The Economic Development for a Growing Economy, or EDGE, tax credit program expired April 30. However, lawmakers who support EDGE are working to keep the program alive. House Bill 1125, which passed the Illinois House April 28, would extend EDGE until May 31, 2017.

The EDGE program is intended to provide incentives to companies to create new jobs in Illinois by giving them tax credits for new hires. But the program’s efficacy is questionable. Since the program started in 2001, EDGE has spent more than $1.3 billion in tax credits for politically connected companies. EDGE’s advocates claim the program has created at least 34,000 jobs in Illinois, but despite all those taxpayer dollars, Illinois is still nearly 20,000 jobs short of the peak employment it achieved in September 2000.

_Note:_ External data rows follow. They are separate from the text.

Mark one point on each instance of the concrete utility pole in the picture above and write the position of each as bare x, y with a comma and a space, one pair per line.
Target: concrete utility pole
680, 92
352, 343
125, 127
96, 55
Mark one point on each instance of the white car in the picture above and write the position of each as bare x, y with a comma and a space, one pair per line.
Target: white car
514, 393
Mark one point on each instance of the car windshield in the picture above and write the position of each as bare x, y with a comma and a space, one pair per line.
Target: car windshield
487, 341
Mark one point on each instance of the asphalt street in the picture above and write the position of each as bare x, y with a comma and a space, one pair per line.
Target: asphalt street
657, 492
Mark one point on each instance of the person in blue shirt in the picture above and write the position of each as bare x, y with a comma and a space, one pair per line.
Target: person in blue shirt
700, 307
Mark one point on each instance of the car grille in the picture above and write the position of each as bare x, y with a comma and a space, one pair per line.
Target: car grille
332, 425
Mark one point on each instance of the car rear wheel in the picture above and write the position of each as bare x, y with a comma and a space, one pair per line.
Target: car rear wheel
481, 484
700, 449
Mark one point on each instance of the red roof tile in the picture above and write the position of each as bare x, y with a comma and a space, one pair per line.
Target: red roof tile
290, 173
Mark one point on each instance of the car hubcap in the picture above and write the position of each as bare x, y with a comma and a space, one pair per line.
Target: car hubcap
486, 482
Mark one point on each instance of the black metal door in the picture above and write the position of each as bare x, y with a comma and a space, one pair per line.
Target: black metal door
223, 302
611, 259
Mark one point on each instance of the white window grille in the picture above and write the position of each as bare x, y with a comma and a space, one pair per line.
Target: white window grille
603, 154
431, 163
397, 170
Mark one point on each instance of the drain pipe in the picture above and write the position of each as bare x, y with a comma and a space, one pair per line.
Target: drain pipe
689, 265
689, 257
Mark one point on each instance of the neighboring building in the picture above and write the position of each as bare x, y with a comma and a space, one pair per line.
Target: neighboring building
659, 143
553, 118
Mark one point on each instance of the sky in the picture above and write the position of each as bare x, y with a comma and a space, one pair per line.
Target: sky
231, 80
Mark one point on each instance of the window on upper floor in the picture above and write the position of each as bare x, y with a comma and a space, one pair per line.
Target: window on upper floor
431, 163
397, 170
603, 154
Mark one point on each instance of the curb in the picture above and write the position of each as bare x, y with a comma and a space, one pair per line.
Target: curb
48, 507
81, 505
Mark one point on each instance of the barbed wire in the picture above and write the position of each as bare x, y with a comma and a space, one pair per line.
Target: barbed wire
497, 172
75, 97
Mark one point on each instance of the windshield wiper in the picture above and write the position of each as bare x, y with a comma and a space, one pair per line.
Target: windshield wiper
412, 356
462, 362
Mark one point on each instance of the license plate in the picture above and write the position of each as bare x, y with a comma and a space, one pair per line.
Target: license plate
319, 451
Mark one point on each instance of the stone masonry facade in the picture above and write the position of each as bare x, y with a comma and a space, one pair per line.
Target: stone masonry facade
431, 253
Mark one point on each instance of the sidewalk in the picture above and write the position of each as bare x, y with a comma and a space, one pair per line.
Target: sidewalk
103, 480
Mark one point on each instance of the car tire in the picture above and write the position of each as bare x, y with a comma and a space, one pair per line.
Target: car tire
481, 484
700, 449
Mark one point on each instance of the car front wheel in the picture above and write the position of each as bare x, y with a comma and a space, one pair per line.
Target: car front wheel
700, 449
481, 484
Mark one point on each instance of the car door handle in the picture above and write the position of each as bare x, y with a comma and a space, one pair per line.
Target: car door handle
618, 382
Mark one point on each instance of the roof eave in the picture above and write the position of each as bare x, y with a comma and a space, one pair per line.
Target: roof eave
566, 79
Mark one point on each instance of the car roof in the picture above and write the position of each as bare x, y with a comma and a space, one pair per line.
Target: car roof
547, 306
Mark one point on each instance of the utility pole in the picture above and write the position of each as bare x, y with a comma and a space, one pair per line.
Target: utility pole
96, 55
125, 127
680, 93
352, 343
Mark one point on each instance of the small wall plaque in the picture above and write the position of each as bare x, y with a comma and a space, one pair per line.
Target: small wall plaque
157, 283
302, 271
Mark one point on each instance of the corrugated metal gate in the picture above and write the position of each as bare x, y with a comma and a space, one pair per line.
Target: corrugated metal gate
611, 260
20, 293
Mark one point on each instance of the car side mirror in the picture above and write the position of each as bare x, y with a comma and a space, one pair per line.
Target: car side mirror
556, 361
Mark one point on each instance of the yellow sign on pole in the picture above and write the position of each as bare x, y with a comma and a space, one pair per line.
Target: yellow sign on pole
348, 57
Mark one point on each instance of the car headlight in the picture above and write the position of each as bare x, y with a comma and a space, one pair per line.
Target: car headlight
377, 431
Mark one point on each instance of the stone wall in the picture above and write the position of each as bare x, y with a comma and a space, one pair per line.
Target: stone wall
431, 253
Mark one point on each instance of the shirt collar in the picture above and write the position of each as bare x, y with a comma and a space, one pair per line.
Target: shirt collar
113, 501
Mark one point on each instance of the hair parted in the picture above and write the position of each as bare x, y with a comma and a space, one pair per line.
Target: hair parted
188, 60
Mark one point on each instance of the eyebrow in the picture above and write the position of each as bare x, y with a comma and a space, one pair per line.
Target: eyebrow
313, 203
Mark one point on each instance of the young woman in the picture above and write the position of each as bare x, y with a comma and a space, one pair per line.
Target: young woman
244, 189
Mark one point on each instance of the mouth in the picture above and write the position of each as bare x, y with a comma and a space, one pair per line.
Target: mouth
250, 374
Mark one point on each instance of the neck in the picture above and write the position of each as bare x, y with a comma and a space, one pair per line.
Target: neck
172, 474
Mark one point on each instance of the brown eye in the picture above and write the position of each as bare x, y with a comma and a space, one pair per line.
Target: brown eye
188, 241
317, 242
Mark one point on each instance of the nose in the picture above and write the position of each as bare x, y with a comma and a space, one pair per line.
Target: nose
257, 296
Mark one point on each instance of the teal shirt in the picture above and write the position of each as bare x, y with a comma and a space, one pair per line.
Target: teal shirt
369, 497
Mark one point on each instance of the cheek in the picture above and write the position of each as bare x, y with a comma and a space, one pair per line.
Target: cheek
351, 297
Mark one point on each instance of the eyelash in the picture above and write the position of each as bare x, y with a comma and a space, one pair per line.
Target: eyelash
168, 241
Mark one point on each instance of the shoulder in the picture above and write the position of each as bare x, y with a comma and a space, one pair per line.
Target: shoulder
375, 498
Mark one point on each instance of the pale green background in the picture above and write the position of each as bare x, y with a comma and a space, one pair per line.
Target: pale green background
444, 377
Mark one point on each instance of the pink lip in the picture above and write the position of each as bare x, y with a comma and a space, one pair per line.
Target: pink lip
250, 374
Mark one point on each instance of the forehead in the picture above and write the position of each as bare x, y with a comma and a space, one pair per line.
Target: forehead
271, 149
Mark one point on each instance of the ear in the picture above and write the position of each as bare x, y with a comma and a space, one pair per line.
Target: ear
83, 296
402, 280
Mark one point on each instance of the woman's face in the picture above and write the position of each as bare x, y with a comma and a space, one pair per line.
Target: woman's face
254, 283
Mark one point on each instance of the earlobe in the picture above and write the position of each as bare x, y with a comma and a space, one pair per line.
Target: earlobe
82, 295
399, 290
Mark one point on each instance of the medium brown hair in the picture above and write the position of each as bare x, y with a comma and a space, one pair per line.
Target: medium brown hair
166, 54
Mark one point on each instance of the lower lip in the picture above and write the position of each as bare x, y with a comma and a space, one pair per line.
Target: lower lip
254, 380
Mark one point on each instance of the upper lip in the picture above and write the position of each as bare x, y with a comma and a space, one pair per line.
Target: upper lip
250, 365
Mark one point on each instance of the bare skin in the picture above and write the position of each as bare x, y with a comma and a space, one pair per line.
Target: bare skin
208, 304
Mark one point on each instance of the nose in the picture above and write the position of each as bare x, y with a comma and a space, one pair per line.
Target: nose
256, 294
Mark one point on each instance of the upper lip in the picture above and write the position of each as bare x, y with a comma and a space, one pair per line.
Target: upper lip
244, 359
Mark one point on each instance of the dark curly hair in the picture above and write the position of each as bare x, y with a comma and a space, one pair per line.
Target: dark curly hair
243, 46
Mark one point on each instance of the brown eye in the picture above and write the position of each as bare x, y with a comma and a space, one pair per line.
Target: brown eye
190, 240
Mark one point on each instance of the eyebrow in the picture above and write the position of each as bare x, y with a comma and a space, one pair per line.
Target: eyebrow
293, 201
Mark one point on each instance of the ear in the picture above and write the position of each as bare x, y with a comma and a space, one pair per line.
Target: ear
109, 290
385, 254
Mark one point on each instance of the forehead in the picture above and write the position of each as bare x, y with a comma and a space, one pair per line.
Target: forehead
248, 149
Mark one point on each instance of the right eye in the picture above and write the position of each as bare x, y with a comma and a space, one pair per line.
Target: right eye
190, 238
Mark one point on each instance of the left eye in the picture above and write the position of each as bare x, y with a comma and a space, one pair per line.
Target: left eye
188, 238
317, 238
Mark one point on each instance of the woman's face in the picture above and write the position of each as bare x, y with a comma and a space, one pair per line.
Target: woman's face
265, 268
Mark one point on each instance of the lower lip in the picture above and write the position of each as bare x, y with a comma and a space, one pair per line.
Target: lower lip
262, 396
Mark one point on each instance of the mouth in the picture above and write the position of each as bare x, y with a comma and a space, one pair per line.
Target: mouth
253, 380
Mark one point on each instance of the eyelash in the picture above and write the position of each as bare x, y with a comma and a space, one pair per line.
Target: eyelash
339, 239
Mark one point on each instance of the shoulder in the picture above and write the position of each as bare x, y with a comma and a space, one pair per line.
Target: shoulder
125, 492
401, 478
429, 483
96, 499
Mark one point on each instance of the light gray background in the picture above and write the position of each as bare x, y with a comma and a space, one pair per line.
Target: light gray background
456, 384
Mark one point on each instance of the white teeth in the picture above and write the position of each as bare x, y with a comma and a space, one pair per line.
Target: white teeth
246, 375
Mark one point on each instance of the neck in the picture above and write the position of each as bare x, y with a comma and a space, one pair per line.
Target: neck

EDGE has a sunset provision and was originally scheduled to end permanently Dec. 31, 2016. But in January 2017, lawmakers and Gov. Bruce Rauner extended EDGE’s expiration date to April 30.

The chief sponsor of HB 1125 is state Rep. Natalie Manley, D-Joliet, although House Speaker Mike Madigan originally filed the bill in January 2017. While HB 1125 passed the House April 28, it cannot make it to the other chamber until the Senate reconvenes May 2.

The vote to extend EDGE won in a landslide with 107 yes votes to only three nays. Two Republicans and one Democrat voted against the measure: state Rep. Scott Drury, D-Highwood, state Rep. David McSweeney, R-Barrington Hills and state Rep. Mark Batinick, R-Plainfield.

“Big companies are getting these tax breaks,” McSweeney told the Alton Daily News. “I want big companies to come to Illinois, but small businesses are creating 80 percent of the jobs. Why are we picking winners and losers? Government officials cannot pick winners and losers.”

And while multibillion-dollar companies like Amazon receive continue to receive tax breaks from the state, Illinois residents face some of the highest property taxes in the nation and some of the slowest economic growth in the country.

Rather than continue selective tax breaks for the politically connected, Illinois lawmakers should focus on passing real tax relief for all residents and businesses and implementing pro-growth reforms that would make Illinois an attractive state for a wide range of job creators.